TechOps Examples
Posts
How Canva Processed Billions of Events with OLAP Migration

How Canva Processed Billions of Events with OLAP Migration

Govardhana M K
October 21, 2024

Sign Up | Advertise

TechOps Examples

Hey — It's Govardhana MK 👋

Along with a use case deep dive, we identify the top news, tools, videos, and articles in the TechOps industry.

IN TODAY'S EDITION

🧠 Use Case

How Canva Processed Billions of Events with OLAP Migration

🚀 Top News

AWS Lambda now supports CloudWatch Logs Live Tail and Metrics Insights in the console

📽️ Videos

Git & GitHub Tutorial - Visualized Git Course for Beginner & Professionals in 2024

AWS Networking - What is a NAT Gateway?

📚️ Resources

Cloud Logging Tips and Tricks

Why Kubernetes doesn’t manage users?

Top 15 Linux Networking commands that you should know

🛠️ TOOL OF THE DAY

cloud_enum - Multi-cloud OSINT tool. Enumerate public resources in AWS, Azure, and Google Cloud.

🧠 USE CASE

How Canva Processed Billions of Events with OLAP Migration

When Canva first built its architecture, they used MySQL and separated major components using worker services, storing multiple layers of reusable intermediary output.

Ref: Canva

The deduplication worker scanned and matched event types, updating records before aggregating results into counters. While this setup worked initially, Canva encountered three key challenges:

Processing scalability
Incident handling complexity
Rapid storage consumption

Processing scalability:

The deduplication scan used a single-threaded process with a pointer tracking the latest record, making it easy to verify fixes but not scalable.

Each record needed a database round trip, resulting in O(N) queries.

Batching helped but didn’t fully solve the issue. Multi-threading added complexity, and errors delayed the entire pipeline.

Increase total counts using database round trips.

Incident handling complexity:

Incident handling was complex, requiring manual fixes in the database. The key types of incidents were:

Overcounting: New usage types mistakenly included, needing pipeline pauses, data removal, and table corrections.
Undercounting: Missing event types required retrieving backup data, causing delays due to processing limits.
Misclassification: Usage events categorized incorrectly, needing code fixes and full recalculation of deduplication and aggregation data.
Processing delays: Sequential scans or unexpected data slowed down the pipeline, delaying aggregation.

Rapid storage consumption:

MySQL RDS couldn’t scale horizontally, leading to doubling the instance size every 8-10 months and rapidly consuming storage.

As it grew to several TBs, maintenance became complex with downtime risks for critical features.

Regular upgrades without downtime added complexity.
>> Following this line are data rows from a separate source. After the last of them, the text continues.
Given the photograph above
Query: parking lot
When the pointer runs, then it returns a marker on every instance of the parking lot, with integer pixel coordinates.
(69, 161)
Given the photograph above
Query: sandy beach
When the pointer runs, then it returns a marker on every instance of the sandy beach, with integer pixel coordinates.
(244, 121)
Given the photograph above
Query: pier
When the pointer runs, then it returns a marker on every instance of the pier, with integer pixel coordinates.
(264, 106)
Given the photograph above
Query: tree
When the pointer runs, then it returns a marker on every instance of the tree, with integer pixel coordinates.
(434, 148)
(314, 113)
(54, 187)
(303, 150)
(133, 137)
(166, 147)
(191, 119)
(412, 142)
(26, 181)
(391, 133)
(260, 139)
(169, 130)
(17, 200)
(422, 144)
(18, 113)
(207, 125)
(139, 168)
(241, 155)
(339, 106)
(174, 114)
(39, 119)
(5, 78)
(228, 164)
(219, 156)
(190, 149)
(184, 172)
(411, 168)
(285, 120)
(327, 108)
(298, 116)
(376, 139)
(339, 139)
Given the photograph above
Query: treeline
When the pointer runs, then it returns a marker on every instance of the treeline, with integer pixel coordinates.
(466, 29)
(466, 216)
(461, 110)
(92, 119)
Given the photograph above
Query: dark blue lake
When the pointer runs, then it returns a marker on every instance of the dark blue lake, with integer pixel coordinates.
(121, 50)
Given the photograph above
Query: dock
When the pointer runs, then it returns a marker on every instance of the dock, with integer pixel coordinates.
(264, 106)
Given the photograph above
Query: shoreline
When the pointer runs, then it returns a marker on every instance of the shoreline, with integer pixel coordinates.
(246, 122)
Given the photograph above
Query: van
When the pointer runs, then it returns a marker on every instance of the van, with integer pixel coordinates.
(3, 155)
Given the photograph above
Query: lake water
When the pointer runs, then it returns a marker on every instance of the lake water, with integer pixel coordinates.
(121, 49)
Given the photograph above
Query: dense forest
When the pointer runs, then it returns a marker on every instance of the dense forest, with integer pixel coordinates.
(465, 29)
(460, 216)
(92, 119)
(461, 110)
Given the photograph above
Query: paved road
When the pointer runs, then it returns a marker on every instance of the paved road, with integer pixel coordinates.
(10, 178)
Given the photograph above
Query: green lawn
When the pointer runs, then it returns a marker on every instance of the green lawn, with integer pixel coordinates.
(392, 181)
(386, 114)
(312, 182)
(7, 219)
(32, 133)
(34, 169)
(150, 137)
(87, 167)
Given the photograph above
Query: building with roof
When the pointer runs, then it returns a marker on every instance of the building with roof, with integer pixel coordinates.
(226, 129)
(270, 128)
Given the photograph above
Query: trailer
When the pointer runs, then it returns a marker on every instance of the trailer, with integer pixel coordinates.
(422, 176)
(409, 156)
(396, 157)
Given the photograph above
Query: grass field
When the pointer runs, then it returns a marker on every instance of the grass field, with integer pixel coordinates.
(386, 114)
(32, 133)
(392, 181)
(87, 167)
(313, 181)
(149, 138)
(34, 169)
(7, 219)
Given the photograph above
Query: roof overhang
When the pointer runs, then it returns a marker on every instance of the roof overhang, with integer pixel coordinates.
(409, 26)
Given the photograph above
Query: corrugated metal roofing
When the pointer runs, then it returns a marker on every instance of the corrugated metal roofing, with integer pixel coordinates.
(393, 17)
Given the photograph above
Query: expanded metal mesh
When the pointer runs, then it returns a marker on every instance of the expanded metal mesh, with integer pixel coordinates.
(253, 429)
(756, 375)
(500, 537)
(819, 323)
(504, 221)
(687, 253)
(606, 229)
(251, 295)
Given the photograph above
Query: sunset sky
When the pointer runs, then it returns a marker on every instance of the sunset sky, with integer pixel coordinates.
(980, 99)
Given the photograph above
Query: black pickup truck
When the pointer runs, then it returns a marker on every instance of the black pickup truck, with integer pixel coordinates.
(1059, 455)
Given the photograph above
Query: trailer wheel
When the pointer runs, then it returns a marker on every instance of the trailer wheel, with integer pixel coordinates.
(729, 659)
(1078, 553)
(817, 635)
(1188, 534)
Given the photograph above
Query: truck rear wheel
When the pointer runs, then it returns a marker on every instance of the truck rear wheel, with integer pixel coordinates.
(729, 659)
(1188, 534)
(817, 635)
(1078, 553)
A database split with sweepers helped clean old data but wasn’t sustainable long-term.

Migrate data to DynamoDB

Lessons learned drove pipeline changes, moving raw usage events to DynamoDB to ease storage pressure.

However, migrating all data was halted, as it improved storage scalability but didn’t solve processing scalability issues from database round trips.

Simplify using OLAP and ELT

Canva switched to end-to-end calculations, processing entire months of data using Snowflake for large-scale analysis.

Usage data was extracted via a data replication pipeline, transformed with scheduled SQL jobs (using DBT), and aggregated with queries like:

select

day_id,

template_brand,

sum(usage_count) as usage_count

from

group by

day_id,

template_brand

Key Steps Involved:

Extracted JSON data into optimized SQL tables.
Deduplicated usage events.
Aggregated totals using GROUP BY queries.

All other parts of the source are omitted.